With the imminent arrival of aircraft from Jet Airways, India's largest private airline, from Mumbai on August 5, low-key Brussels airport is hoping that the Indian carrier's daily Mumbai-Brussels-Newark service will bolster not only passenger but also cargo traffic with both India and the United States.
Brussels airport benefits from the huge presence of the Indian business community in and around Antwerp, the majority of who are engaged in the diamond trade. Antwerp is an important diamond hub where billions of dollars in precious stones change hands in trade with India, Israel, South Africa and the United States. A large chunk of this diamond business passes through Brussels airport.
Brussels airport, which likes to portray itself as a "hub in the heart of Europe", is keen to come out of the shadow of its next door "big brother", Amsterdam's Sch-iphol airport, which has long dominated the Benelux region and has come close to challenging Frankfurt airport, Europe's leading cargo airport.

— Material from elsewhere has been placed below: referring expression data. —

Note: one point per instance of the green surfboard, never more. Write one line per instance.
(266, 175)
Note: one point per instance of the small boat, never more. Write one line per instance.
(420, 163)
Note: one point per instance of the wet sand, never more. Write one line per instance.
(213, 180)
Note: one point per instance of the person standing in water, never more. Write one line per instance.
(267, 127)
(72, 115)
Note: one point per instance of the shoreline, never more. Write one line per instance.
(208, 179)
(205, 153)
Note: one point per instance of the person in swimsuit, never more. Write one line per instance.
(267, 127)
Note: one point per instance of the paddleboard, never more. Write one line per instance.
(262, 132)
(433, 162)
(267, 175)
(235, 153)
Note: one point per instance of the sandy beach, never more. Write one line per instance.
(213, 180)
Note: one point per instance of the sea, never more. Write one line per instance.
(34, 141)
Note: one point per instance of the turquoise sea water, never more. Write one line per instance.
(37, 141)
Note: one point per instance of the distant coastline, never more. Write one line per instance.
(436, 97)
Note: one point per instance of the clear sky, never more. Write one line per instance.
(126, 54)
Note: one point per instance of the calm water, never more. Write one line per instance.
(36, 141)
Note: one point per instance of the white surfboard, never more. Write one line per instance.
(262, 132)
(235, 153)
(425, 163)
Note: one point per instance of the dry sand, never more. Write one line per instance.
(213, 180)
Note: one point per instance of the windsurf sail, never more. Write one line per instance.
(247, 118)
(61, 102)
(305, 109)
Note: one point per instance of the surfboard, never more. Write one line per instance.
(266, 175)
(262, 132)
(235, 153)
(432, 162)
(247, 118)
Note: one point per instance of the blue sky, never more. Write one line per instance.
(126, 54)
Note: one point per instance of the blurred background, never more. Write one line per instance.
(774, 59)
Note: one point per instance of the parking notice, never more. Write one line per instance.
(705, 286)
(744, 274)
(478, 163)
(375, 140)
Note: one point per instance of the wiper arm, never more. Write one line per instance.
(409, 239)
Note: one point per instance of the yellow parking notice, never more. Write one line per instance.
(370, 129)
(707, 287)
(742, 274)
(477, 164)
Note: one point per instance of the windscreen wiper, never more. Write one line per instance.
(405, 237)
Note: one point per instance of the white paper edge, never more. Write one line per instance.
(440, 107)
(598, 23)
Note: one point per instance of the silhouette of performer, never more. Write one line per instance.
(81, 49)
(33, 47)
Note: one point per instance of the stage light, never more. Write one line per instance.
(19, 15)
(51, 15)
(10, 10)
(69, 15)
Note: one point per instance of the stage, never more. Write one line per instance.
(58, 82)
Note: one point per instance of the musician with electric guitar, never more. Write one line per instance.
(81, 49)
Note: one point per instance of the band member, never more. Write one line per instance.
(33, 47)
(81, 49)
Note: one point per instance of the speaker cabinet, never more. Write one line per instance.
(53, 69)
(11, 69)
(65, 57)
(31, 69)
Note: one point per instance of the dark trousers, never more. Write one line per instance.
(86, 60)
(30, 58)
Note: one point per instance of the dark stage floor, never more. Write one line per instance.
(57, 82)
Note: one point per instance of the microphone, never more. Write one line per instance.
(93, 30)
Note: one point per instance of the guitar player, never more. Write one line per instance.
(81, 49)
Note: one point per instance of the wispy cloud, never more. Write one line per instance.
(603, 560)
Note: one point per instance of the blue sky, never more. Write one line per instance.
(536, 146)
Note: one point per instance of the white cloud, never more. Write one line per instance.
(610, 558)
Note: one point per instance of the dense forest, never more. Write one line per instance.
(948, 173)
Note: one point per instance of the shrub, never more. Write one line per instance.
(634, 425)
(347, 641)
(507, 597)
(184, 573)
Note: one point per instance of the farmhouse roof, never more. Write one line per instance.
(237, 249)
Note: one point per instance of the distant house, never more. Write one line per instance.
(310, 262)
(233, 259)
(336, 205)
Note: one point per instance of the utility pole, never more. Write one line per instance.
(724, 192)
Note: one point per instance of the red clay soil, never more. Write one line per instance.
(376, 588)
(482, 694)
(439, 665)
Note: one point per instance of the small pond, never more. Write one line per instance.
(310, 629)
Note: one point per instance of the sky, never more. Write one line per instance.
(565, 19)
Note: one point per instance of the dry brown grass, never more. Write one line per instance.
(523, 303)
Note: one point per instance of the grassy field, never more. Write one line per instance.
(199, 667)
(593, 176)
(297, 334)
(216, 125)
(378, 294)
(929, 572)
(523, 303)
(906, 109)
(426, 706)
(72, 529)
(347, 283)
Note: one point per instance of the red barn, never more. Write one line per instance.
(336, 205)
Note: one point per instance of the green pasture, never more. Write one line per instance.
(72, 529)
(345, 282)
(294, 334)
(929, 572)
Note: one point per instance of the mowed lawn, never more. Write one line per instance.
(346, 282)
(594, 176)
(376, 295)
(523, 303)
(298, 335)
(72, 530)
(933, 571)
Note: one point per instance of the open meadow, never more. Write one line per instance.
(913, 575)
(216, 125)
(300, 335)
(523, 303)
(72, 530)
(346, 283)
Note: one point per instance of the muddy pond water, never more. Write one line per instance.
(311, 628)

According to Philippe Fierens, Brussels airport's cargo business development manager, Jet Airways selected Brussels because of the latter's "good quality service, capacity, and the good connections offered by Brussels Airlines to other European cities and African countries".
"We are also trying to get Jet Airways' freighters to fly to Brussels en route to the US, which is India's biggest market," Fierens told Cargonews Asia.
"Brussels airport can offer Jet Airways and other potential carriers reliability, low landing and take-off fees and adequate space. Fees at Brussels airport are only one-third of fees charged at Schiphol," said Fierens. Jet Airways also has a co-operation deal with Lufthansa Cargo, the leading European carrier.
Brussels airport is upbeat about Jet Airways' ambitious plans to foray into North America from India via Brussels. The carrier will start a second service - Mumbai-Brussels-Toronto - from September 1. In 2008, Jet Airways plans to introduce three more routes from Bangalore, Hyderabad and Chennai via Brussels to Chicago, JFK New York and Los Angeles.
In an attempt to lure foreign cargo carriers, Brussels airport has been dangling carrots such as offering 50 percent discount on landing and take-off fees for new airlines, marketing support and a host of other indirect incentives.
Cargo carriers operating from Brussels, however, lament at the restrictions that exist at the airport such as the ban on night flights. This is one of the reasons which prompted DHL to move the bulk of its operations from Brussels airport to Leipzig-Halle airport in Eastern Germany, where the express carrier has built a major distribution hub.
"Brussels does have a ban on night flights (from 11:00 pm to 6:00 am)," admits Fierens, "but this is for new airlines only. The old carriers, which have been operating from here, are not affected and new airlines can always put themselves on a waiting list and when an old carrier decides to withdraw, the new one take its place.''
Brussels airport, cognizant of its limitations, sees itself as a "second-tier airport", playing a somewhat subordinate role to Europe's major cargo airports such as Frankfurt, Schiphol, Heathrow and Charles de Gaulle.
"Our competitors are, mainly, second-tier airports in Germany such as Cologne/Bonn, Munich and Hahn," said Fierens.
Germany's low-cost Hahn airport, in which the financially strong Fraport has acquired a major stake, has an edge over Brussels airport in terms of costs but, Fierens said, "Brussels has a far more advantageous location, a radius of 750 km and an extensive feeder network."
With 720,000 tonnes of air freight and an additional 295,000 tonnes of road freight passing through Brussels airport in 2006, the airport authority is keen to strengthen its ties with Asia to boost cargo traffic.
Singapore Cargo is the airport's major customer. The carrier maintains 14 flights a week using a B747-400 aircraft from Singapore via Brussels to JFK New York.
Though it has been able to attract an Indian carrier, Brussels realizes that Asia is not complete without the other giant - China.
"We are very much interested to have flights from China to Brussels. We are initiating contacts with the appropriate Chinese partners," Fierens said.